Description
Title: From Tobruk to Turkey
Author: Clune, Frank
Condition: Very Good
Edition: 1st Edition
Publication Date: 1943
ISBN: N/A
Cover: Hard Cover with extremely scarce Dust Jacket – 303 pages
Comments: An account of the author’s travel’s with the Australian Army.
Francis Patrick (Frank) Clune (1893-1971), author, journalist and accountant, was born on 27 November 1893 at Darlinghurst, Sydney, son of George Clune, a labourer from Ireland, and his Victorian-born wife Theresa Cullen. Educated in Sydney at St Colombkille’s and St Benedict’s Catholic schools, Frank grew up at Redfern and took a job as a newsboy. He left school at 14, and claimed to have worked as a messenger-boy in the government printer’s office, to have run away to become an itinerant bush labourer and to have had twenty-five different jobs by the age of 17. After joining the United States Army in Kansas on 26 October 1911, he subsequently deserted and was a seaman when he enlisted in the Australian Imperial Force on 10 May 1915. Serving with the 16th Battalion at Gallipoli from 2 August, he was wounded in both legs five days later and evacuated to a hospital in Cairo; he returned to Sydney in November and was discharged on 29 March 1916. At Woollahra in a civil ceremony on 31 October that year he married a tailoress Maud Elizabeth Roy; they were divorced in 1920.

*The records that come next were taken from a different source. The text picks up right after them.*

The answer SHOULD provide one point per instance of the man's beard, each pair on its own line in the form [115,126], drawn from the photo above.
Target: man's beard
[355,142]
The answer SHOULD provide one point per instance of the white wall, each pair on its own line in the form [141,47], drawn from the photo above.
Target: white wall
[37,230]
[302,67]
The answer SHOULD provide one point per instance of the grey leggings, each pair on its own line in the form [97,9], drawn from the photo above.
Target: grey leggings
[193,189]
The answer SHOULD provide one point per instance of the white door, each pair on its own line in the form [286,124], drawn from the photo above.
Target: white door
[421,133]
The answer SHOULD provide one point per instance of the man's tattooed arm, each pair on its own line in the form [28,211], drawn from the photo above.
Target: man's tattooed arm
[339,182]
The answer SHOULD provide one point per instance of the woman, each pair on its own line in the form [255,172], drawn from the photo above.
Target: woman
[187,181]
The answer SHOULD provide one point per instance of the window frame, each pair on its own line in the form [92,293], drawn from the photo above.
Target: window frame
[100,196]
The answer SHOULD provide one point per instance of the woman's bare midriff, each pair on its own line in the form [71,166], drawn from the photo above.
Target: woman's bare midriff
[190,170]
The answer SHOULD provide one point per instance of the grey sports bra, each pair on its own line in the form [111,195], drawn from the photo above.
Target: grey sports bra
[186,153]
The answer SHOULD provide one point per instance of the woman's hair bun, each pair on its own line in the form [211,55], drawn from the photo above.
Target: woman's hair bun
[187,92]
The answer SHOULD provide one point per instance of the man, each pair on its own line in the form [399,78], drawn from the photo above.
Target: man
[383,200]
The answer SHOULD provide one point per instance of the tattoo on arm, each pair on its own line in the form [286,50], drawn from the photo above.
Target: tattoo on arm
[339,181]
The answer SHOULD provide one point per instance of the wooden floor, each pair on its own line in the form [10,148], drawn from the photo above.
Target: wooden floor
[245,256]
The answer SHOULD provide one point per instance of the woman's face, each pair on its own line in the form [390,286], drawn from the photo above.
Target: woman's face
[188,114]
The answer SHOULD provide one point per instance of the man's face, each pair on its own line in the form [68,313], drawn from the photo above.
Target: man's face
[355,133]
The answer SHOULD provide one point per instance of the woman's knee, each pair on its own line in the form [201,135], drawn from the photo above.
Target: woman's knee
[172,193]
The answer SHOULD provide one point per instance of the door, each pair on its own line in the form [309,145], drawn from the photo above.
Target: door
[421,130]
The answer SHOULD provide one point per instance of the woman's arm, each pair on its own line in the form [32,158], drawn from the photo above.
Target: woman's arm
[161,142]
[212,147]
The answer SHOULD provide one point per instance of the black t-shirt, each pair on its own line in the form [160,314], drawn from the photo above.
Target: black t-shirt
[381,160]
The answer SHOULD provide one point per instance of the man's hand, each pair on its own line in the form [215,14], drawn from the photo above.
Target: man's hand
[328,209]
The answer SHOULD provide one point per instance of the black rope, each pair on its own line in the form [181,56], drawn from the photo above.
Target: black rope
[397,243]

Employed as a commercial traveller, Clune married a 21-year-old saleswoman Thelma Cecily Smith on 9 May 1923 at the district registrar’s office, Waverley; she was to appear in his columns as ‘Brown Eyes’ and to become the proprietor of an art gallery. At night he studied accountancy and in 1924 established a tax consultancy, registering Clune Accounting Systems Ltd in 1928. He lived at Vaucluse from 1930 and belonged to the New South Wales Golf Club. His adventures at sea, as a trooper in the American cavalry, at Gallipoli, bootlegging in Canada, touring Queensland in the chorus of an opera company, and as a mouse-trap salesman provided the basis of his first book, Try Anything Once (1933). It was an immediate success and sold tens of thousands of copies.

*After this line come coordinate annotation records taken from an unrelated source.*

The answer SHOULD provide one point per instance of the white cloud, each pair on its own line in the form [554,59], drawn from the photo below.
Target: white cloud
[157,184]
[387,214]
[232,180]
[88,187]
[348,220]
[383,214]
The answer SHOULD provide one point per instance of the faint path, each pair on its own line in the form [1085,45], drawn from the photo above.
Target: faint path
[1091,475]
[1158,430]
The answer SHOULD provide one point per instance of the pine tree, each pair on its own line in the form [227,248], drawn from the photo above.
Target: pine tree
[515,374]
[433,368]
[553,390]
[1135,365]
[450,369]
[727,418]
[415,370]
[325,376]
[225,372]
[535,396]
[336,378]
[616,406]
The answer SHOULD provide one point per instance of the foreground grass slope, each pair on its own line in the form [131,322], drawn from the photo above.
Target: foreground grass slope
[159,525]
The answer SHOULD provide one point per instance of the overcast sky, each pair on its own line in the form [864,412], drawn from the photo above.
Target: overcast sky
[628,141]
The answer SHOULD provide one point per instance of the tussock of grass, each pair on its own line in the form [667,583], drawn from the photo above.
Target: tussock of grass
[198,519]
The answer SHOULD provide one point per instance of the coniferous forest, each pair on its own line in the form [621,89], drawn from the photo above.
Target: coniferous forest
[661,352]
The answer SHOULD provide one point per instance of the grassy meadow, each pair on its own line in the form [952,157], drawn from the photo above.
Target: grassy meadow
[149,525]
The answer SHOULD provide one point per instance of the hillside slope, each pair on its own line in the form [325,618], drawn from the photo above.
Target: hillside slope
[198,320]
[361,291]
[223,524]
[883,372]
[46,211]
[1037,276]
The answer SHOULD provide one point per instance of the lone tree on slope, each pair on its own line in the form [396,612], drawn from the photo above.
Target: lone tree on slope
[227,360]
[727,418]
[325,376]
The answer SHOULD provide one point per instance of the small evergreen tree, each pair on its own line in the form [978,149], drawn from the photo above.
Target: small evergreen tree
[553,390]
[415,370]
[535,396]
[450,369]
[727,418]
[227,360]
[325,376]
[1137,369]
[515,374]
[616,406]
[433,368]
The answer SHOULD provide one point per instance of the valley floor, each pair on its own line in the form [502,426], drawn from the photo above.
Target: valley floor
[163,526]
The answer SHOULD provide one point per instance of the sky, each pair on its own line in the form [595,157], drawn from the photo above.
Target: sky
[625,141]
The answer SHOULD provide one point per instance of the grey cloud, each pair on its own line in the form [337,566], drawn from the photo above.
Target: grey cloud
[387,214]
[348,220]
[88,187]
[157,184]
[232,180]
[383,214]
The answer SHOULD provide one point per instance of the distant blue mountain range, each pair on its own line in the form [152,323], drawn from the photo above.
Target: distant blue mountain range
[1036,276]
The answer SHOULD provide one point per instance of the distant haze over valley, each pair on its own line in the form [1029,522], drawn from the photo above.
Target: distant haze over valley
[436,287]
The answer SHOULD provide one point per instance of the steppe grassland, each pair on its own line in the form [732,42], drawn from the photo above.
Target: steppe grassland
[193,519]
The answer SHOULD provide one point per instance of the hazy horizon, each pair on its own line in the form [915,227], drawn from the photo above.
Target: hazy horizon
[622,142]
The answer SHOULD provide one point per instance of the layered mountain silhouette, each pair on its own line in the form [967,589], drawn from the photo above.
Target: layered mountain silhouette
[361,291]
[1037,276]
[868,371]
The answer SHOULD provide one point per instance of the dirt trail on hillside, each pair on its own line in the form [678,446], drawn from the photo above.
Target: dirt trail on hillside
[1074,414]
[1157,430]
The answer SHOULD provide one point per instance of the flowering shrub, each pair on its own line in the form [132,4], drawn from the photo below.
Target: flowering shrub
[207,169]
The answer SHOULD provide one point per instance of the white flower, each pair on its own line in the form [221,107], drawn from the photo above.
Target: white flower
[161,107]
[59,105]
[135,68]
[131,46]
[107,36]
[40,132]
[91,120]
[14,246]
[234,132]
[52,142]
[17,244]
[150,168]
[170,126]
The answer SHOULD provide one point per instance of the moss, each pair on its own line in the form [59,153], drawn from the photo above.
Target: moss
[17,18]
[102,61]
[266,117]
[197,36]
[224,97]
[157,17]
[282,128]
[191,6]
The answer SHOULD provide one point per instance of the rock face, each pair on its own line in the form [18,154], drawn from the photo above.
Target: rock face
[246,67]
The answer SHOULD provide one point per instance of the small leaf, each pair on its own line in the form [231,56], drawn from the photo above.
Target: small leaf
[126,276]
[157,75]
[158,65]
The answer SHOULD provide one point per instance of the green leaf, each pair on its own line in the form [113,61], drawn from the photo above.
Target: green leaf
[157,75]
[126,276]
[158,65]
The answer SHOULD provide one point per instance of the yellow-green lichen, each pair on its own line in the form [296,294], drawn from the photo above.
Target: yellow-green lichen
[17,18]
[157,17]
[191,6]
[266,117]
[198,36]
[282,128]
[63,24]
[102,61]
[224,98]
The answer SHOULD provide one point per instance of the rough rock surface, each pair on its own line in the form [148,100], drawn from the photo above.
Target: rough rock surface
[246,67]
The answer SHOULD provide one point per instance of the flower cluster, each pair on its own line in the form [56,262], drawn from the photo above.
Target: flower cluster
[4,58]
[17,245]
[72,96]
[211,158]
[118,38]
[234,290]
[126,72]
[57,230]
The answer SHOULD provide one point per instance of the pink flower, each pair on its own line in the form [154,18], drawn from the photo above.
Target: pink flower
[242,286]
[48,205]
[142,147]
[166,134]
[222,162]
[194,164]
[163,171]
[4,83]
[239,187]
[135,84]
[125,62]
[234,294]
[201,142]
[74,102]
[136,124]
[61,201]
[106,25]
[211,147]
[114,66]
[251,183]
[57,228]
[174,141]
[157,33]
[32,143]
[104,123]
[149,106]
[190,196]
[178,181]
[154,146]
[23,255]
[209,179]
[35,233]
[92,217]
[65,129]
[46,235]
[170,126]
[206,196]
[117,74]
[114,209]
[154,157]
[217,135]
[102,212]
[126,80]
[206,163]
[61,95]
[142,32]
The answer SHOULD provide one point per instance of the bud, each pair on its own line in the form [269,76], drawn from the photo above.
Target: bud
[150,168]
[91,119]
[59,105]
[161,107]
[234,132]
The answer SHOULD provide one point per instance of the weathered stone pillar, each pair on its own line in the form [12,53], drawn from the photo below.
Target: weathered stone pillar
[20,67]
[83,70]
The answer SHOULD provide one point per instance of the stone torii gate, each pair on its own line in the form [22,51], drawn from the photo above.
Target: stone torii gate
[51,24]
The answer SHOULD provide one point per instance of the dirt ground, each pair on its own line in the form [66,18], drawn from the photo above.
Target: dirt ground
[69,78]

From 1933 to 1936 Clune developed the formula which he was to use for many other books: Rolling Down the Lachlan (1935) and Roaming Round the Darling (1936) were speedily-written accounts of his travels as a tax-consultant in western New South Wales and of an expedition to Coopers Creek, Queensland. His combination of historical detail, narratives of explorers and contemporary political observations found an eager market. Following the example of Ion Idriess, Clune used a rough-and-ready prose style and expressed his sense of nationalism. His travel books, again employing his trusted formula, covered Europe, the Pacific, the Middle East, Asia and North America. By 1952 he estimated that his twenty-three books had sold over a half a million copies.
Clune (and his supporters) took his writing seriously, seeing it as an expression of simple Australian virtues and unvarnished Australian speech. Others were more sceptical. Kenneth Slessor met him in Cairo in 1942 and wryly noted that Clune, although an honorary commissioner of the Australian Comforts Fund, spent most of his time arranging free travel and collecting guide books as sources for Tobruk to Turkey (1943); Clune donated the royalties (£750) to the fund. He ‘left a very bad impression’ on General Sir Thomas Blamey—as much for his self-conferred rank of major as for his ‘irregular methods and indiscreet utterances’ about the British ‘only playing at war’. Blamey ensured that Clune was subject to military censorship and, when Clune managed to get to New Guinea in 1943 through the help of the U.S. Army, had him smartly returned to Australia.
A scarce 1st edition with a rarely seen dust jacket.